Since then, I’ve edited half a dozen books for that house. For other publishers, I’ve worked on the autobiography of Lily Isaacs, a bluegrass/gospel singer whose parents survived Nazi concentration camps, and that of Arnie Deckwa, who came to Nashville as a singer and left ten years later as head of a successful food business. As I waited for time with the Georges, I was already at work on two others: a second Cal Turner book and the autobiography of Randall Baskin, a dirt-poor, Depression-era farm boy from Rutherford County who wound up owning his own insurance company.

When we finally sat down together, I found Taj an absolute joy to talk to. She’s a force of nature, and she wanted to be completely open about her life, her past, what had worked for her and Eddie and what hadn’t, so readers would get a true-to-life handbook about marriage. (For readers interested in the technical aspects of this work, I’ll mention that I recorded the conversation, but I can type about as fast as anyone can talk, so I typically leave interviews with essentially verbatim transcripts.) As I reviewed my notes the next day, I knew we had something good. Taj had great stories—a tough childhood, turbulent young-adult relationships, huge stardom, and a big fall with Sisters With Voices, and the building of a relationship with Eddie through any number of challenges.

When Eddie’s schedule calmed down, he and I got together and did the same thing.

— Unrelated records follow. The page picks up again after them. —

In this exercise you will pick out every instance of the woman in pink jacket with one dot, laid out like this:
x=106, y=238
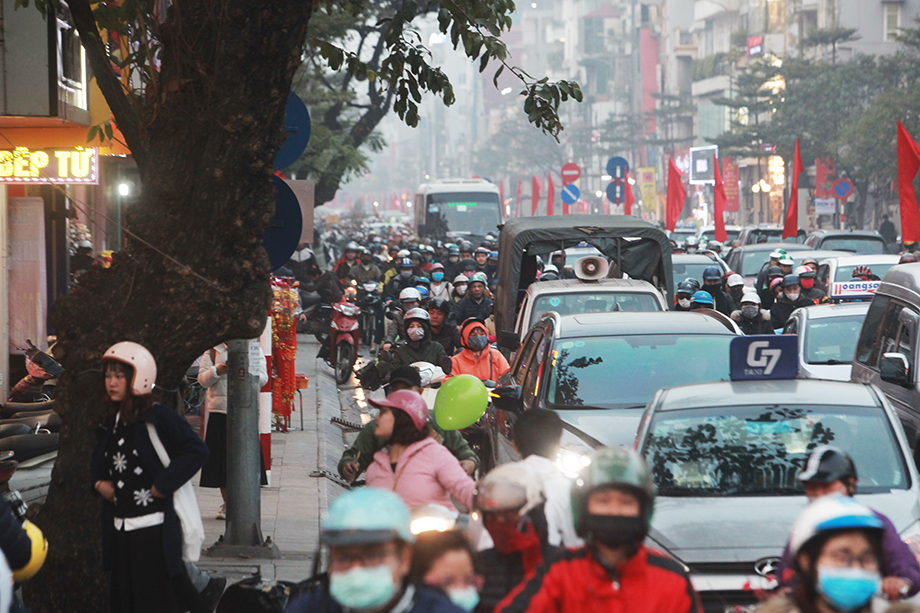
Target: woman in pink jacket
x=414, y=465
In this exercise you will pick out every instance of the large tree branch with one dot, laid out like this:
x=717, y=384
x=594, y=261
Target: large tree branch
x=126, y=117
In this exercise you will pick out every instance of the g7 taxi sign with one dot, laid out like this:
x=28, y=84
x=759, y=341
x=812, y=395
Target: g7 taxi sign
x=764, y=357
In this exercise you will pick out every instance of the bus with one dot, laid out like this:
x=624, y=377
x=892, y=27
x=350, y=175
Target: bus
x=458, y=209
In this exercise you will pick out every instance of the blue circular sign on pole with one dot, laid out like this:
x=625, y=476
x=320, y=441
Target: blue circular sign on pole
x=297, y=125
x=283, y=232
x=615, y=192
x=570, y=194
x=617, y=167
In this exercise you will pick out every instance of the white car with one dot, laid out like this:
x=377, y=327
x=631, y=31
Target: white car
x=827, y=338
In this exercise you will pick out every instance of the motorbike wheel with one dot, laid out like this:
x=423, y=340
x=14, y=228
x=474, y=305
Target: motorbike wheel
x=344, y=362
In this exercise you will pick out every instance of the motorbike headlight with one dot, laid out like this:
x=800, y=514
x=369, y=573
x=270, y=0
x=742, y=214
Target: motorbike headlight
x=571, y=459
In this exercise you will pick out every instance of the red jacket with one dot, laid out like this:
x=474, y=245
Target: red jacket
x=649, y=582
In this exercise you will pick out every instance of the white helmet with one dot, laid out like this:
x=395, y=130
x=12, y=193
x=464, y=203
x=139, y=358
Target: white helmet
x=141, y=360
x=508, y=487
x=410, y=294
x=833, y=512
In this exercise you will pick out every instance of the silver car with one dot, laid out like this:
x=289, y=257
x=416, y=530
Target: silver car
x=725, y=456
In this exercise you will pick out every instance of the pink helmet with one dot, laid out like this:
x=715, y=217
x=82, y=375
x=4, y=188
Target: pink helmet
x=408, y=401
x=137, y=356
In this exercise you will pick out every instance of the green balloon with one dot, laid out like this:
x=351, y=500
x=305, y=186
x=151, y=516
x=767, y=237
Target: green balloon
x=460, y=402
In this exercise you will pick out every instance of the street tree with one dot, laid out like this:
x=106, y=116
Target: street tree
x=201, y=107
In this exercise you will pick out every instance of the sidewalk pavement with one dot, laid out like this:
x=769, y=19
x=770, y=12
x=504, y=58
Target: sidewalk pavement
x=295, y=501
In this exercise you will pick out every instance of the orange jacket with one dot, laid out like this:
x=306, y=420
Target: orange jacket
x=489, y=365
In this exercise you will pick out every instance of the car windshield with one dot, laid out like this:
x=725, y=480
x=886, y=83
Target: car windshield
x=475, y=213
x=845, y=273
x=759, y=450
x=625, y=371
x=832, y=340
x=592, y=302
x=864, y=245
x=682, y=270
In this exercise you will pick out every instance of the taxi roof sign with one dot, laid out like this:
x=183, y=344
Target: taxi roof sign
x=764, y=357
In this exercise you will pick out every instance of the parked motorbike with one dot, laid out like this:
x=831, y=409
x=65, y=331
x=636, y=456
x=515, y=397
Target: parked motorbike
x=369, y=301
x=344, y=336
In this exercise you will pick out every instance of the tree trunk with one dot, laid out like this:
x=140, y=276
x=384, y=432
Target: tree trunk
x=211, y=130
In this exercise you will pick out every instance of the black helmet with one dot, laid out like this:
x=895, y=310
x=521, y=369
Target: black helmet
x=439, y=304
x=827, y=464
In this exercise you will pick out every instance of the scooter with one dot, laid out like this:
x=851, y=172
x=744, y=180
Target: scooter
x=344, y=336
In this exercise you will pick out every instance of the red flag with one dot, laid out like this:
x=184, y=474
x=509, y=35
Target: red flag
x=517, y=201
x=718, y=204
x=908, y=166
x=791, y=225
x=628, y=197
x=677, y=195
x=535, y=197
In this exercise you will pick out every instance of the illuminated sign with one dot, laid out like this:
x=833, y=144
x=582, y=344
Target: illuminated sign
x=77, y=165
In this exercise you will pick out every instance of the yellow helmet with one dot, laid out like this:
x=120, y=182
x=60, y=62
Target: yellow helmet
x=39, y=553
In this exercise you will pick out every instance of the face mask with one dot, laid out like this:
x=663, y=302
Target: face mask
x=478, y=343
x=466, y=598
x=615, y=530
x=847, y=589
x=363, y=588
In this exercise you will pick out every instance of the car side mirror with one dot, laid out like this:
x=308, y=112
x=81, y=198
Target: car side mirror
x=895, y=369
x=507, y=398
x=509, y=340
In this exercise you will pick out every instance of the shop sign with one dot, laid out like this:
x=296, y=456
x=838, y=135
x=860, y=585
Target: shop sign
x=78, y=165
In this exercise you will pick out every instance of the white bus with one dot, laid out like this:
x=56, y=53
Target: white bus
x=457, y=209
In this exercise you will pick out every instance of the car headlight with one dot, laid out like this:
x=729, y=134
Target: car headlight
x=572, y=458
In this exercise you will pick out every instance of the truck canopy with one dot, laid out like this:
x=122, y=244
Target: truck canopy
x=634, y=247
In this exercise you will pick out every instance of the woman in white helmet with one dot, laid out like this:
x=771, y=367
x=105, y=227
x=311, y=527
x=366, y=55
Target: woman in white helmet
x=142, y=542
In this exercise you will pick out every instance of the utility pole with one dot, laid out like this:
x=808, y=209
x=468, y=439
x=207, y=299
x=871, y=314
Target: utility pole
x=243, y=535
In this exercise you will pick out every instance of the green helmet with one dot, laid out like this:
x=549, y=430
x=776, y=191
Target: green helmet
x=367, y=516
x=618, y=468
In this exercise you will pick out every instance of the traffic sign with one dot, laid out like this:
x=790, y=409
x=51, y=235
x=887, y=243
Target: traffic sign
x=570, y=173
x=283, y=232
x=616, y=192
x=617, y=167
x=297, y=125
x=764, y=357
x=843, y=188
x=570, y=194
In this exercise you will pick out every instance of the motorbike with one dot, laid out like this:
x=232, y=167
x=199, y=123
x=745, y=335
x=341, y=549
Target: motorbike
x=369, y=301
x=344, y=336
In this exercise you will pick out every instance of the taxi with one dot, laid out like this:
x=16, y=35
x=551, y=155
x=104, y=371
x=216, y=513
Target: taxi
x=725, y=458
x=837, y=275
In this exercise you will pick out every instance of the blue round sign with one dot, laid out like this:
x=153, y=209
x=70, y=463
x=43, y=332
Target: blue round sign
x=570, y=194
x=297, y=125
x=283, y=232
x=617, y=167
x=616, y=192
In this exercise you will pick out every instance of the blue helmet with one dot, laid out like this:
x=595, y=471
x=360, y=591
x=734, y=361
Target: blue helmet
x=367, y=516
x=702, y=297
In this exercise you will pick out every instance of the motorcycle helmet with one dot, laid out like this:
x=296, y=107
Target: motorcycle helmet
x=367, y=516
x=140, y=359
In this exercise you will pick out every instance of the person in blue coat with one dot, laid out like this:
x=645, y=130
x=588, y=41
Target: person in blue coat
x=142, y=539
x=370, y=556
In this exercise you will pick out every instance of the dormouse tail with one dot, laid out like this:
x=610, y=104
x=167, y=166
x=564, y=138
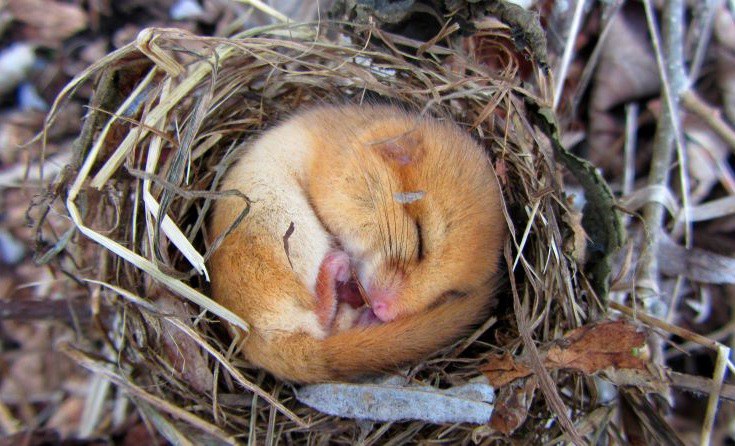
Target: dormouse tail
x=375, y=348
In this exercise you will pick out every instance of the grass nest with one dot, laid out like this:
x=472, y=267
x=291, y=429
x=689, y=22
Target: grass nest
x=170, y=109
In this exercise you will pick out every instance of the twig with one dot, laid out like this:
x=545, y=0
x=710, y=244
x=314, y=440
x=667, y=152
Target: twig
x=548, y=388
x=669, y=328
x=568, y=49
x=710, y=115
x=700, y=385
x=704, y=18
x=262, y=7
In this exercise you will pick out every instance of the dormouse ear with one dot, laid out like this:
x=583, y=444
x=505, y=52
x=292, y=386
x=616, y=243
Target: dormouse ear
x=403, y=149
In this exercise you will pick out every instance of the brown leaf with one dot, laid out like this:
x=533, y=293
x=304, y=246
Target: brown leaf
x=183, y=352
x=589, y=349
x=593, y=348
x=511, y=405
x=503, y=369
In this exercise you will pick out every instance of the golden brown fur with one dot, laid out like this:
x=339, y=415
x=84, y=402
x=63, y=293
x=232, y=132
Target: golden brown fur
x=413, y=201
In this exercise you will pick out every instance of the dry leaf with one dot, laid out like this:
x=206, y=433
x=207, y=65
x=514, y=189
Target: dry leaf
x=183, y=352
x=511, y=406
x=596, y=347
x=589, y=349
x=47, y=21
x=626, y=71
x=503, y=369
x=695, y=264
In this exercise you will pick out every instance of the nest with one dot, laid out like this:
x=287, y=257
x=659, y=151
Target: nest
x=167, y=115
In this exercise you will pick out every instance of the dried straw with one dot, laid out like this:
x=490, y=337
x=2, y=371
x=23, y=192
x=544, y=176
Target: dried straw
x=170, y=111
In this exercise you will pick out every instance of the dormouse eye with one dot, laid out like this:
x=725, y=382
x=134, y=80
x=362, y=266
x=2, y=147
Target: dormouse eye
x=420, y=241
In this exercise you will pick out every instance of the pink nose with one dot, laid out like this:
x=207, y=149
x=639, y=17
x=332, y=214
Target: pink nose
x=384, y=304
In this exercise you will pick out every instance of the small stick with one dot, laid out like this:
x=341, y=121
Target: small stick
x=568, y=49
x=711, y=115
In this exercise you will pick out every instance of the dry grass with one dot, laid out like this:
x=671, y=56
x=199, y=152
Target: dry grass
x=168, y=114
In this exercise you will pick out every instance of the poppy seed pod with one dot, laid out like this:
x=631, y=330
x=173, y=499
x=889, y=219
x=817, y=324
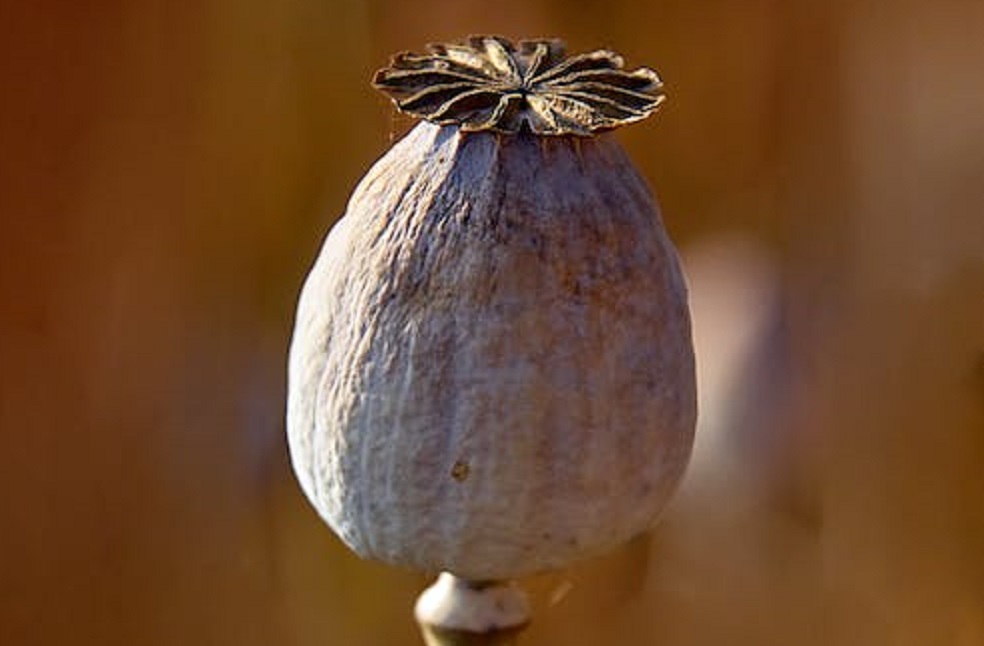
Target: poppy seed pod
x=492, y=372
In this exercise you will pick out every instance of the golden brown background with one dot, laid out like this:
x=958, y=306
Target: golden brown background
x=167, y=170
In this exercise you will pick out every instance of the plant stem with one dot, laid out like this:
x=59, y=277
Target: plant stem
x=458, y=612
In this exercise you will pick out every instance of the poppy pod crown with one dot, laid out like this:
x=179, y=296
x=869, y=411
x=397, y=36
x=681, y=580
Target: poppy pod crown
x=491, y=372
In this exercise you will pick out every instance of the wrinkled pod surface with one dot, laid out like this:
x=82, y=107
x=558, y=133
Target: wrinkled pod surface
x=491, y=372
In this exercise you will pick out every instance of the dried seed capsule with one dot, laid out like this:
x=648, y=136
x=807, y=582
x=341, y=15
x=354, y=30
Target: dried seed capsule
x=491, y=371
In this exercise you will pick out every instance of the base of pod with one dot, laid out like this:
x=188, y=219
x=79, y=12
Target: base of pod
x=458, y=612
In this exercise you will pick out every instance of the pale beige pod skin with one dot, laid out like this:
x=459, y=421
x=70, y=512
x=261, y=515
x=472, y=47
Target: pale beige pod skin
x=492, y=372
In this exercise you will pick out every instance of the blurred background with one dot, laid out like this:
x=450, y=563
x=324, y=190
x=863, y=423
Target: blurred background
x=168, y=170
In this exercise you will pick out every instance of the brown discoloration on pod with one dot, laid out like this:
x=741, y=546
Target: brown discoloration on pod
x=512, y=299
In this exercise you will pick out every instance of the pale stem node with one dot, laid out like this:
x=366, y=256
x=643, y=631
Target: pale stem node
x=458, y=612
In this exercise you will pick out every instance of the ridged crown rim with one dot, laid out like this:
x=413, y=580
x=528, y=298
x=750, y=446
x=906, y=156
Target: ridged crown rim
x=487, y=83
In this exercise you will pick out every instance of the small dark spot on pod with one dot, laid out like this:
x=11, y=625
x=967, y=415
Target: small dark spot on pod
x=460, y=470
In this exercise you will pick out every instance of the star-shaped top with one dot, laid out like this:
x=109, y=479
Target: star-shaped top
x=488, y=83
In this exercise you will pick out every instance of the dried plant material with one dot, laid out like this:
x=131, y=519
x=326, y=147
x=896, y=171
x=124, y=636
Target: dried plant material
x=492, y=371
x=490, y=84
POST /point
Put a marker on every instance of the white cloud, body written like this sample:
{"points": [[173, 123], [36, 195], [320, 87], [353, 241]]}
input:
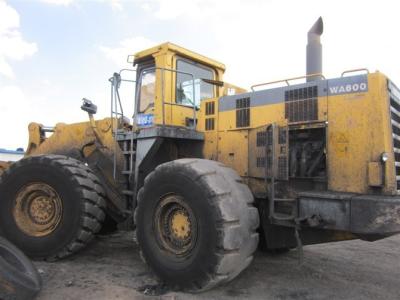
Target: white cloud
{"points": [[58, 2], [128, 46], [12, 44]]}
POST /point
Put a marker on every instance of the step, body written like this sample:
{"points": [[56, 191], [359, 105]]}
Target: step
{"points": [[128, 152], [284, 199], [127, 192], [283, 217]]}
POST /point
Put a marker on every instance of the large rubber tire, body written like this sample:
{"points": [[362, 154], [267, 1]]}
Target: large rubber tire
{"points": [[227, 222], [19, 279], [81, 196]]}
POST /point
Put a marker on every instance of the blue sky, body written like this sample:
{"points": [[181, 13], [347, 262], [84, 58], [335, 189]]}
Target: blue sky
{"points": [[54, 52]]}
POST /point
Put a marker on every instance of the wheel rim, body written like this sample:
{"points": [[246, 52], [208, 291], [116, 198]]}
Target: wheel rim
{"points": [[38, 209], [175, 225]]}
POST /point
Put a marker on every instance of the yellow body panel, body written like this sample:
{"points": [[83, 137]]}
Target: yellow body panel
{"points": [[358, 133]]}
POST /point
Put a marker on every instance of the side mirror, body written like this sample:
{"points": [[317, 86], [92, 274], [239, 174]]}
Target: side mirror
{"points": [[88, 106]]}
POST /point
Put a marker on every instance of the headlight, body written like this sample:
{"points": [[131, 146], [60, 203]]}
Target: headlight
{"points": [[384, 157]]}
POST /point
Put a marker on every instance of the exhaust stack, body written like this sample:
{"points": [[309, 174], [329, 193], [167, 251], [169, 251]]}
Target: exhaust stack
{"points": [[314, 50]]}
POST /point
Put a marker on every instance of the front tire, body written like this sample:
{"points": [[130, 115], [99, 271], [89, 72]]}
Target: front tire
{"points": [[196, 225], [50, 205]]}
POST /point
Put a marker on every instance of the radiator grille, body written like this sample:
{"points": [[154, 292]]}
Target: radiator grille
{"points": [[243, 112], [301, 104], [394, 94]]}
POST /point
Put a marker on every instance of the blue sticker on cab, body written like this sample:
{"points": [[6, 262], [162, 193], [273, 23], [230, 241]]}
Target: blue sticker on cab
{"points": [[145, 119]]}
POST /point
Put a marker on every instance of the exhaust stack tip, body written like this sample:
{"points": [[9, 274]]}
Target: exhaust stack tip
{"points": [[317, 29], [314, 50]]}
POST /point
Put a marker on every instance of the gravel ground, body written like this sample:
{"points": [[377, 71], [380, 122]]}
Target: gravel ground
{"points": [[111, 268]]}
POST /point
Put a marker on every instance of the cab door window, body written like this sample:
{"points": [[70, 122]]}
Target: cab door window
{"points": [[147, 90], [185, 84]]}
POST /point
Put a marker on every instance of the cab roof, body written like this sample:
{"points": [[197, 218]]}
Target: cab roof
{"points": [[170, 47]]}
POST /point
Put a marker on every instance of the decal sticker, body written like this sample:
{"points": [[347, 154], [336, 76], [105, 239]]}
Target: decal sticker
{"points": [[144, 119]]}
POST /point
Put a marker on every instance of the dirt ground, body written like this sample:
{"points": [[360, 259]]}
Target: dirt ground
{"points": [[111, 268]]}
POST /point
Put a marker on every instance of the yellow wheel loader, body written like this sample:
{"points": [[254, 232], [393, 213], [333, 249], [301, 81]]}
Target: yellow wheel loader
{"points": [[208, 171]]}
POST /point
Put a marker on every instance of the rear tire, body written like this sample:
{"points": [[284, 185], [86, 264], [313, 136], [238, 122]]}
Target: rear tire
{"points": [[216, 234], [51, 205]]}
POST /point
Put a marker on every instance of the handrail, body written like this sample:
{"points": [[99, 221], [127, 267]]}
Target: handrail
{"points": [[288, 79], [355, 70]]}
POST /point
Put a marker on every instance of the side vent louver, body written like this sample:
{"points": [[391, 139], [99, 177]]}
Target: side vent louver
{"points": [[243, 112], [210, 110], [301, 104]]}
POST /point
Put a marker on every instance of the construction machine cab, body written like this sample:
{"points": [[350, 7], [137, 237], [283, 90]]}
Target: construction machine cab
{"points": [[170, 84]]}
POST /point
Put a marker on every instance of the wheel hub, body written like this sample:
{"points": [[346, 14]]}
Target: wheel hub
{"points": [[38, 209], [175, 224]]}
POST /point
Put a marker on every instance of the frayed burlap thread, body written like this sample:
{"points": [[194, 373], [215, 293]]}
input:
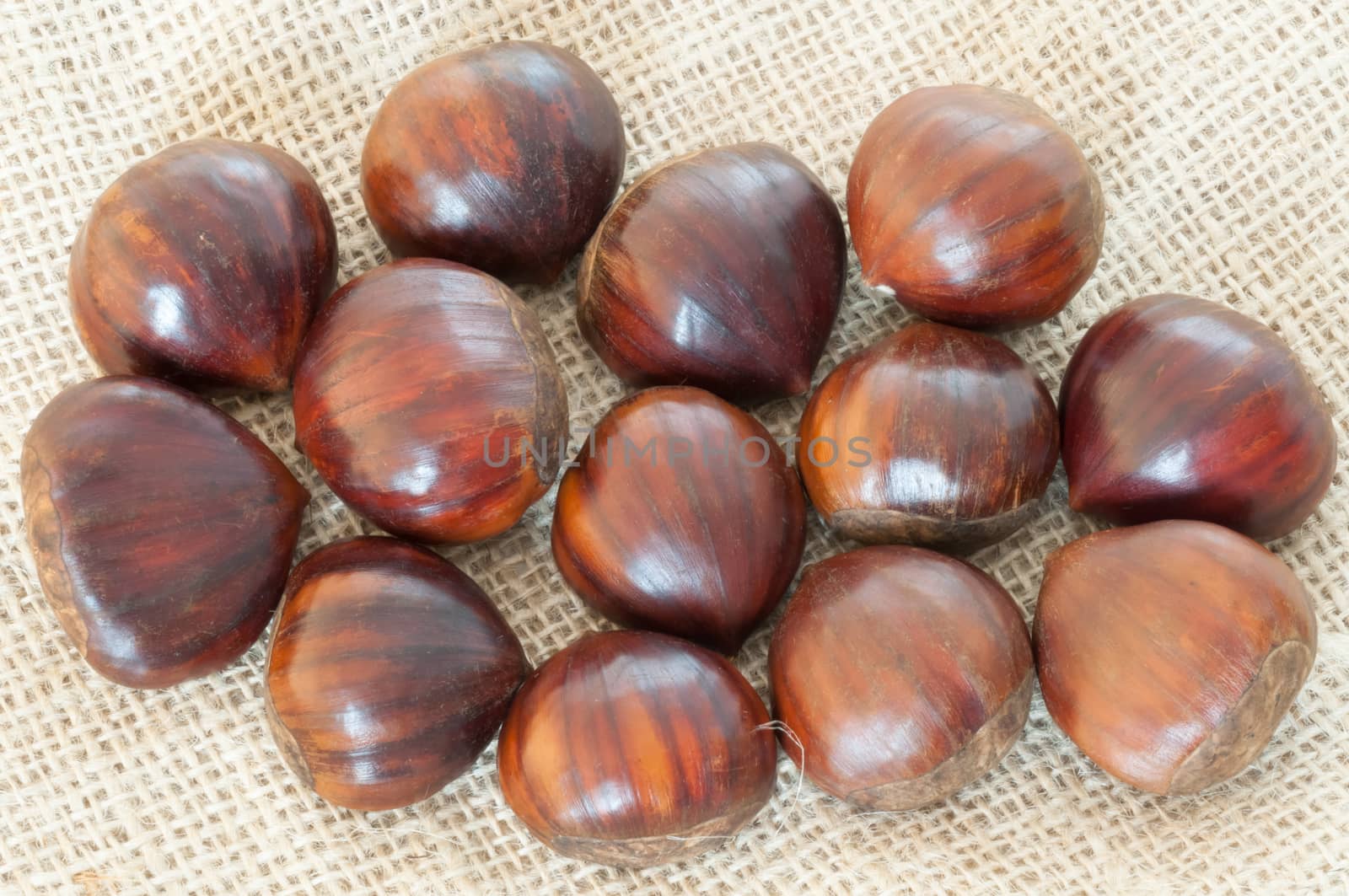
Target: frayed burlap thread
{"points": [[1218, 132]]}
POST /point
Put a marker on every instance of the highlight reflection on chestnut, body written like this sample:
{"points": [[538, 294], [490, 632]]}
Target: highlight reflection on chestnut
{"points": [[389, 673], [973, 207], [632, 748], [722, 270], [161, 529], [1180, 408], [415, 379], [503, 157], [681, 516], [1170, 652], [204, 265], [932, 436], [901, 673]]}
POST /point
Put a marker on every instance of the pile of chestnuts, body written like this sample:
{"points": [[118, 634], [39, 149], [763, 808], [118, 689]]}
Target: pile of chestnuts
{"points": [[429, 399]]}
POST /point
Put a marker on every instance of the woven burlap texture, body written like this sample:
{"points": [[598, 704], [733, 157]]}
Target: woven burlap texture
{"points": [[1218, 134]]}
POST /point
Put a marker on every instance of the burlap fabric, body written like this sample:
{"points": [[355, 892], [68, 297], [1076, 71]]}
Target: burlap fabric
{"points": [[1220, 135]]}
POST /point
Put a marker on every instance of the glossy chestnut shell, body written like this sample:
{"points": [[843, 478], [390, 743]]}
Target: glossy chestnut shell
{"points": [[429, 400], [161, 529], [901, 673], [1170, 652], [722, 270], [503, 157], [389, 673], [975, 208], [204, 265], [633, 748], [1180, 408], [698, 536], [932, 436]]}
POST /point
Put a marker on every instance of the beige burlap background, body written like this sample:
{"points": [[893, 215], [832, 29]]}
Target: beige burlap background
{"points": [[1220, 134]]}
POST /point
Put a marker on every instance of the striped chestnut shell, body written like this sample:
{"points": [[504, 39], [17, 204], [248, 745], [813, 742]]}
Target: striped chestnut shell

He talked his way through his own troubled childhood, redemption through sports and a handful of role models and supporters, the Heisman Trophy at Ohio State, that stellar career with the Titans, marriage to Taj, and career readjustment after the pros. Eventually the three of us got together to talk through what we had—and I made sure to get a photo of us for posterity and Facebook—and then I went off to start writing.

Over the years I’ve found that a good paycheck balances out relative anonymity quite nicely.

The editor suggested questions at the end of each chapter designed to help readers and their significant others assess and work on their relationships, and I wrote those myself. I also expanded some of the discussions in each chapter. (Whenever I didn’t have Taj and Eddie’s thoughts on the matter in my notes, I dropped them an email for clarification.) There were enough of my own embellishments in the first draft that I expected it to get a lot of red pencil, but it didn’t; somehow this one went smoothly from discussion to page. That’s not always the case: When I worked with Turner and Olds, for example, each chapter had to please four people—Cal, Howard, and two editors—and I did a lot of rewriting. Here, everything flew pretty much as I sent it, even my questions at the ends of the chapters. I felt like I’d channeled Dr. Phil or, at least, Dear Abby.

Fairly early on in the process—after we’d signed the contracts but before I finished a draft—I asked the United Methodist Publishing House to include my name on the cover. Many celebrities who hire ghostwriters won’t consider an “as told to” credit, and Taj and Eddie could very well have said no. They didn’t, and that’s a great thing for a writer’s ego and portfolio. But even when my name doesn’t appear on the cover, I’m generally mentioned in the acknowledgements, and over the years I’ve found that a good paycheck balances out relative anonymity quite nicely.

Now that the book is out, I’m looking forward to seeing Taj and Eddie in action at their first signings in Nashville. Taj recently wrote a piece for Guideposts, and I know both she and Eddie have a lot more to say in book form. I’m sure we’ll hear more from them.

As for me, I’m ghosting another book, this one for a publishing executive, and editing yet another for the Methodists. Both are due before the end of February, and I’m hoping to get some free time after that for some pet projects I’ve had on hold for years—the ghosting business has been good and steady for a long time. I’ve never felt anything less than enthusiastic about these projects. I love digging into people’s lives and trying to get inside their heads enough to write the way they talk—and the way they think. It’s a learned skill, an offshoot of a lifetime of listening, and I enjoy it.

Everyone’s got a story, but it takes a good eye, a lot of work, and the right combination of words to make that story interesting to others. And, luckily for me, there are a lot of people out there who need a ghost.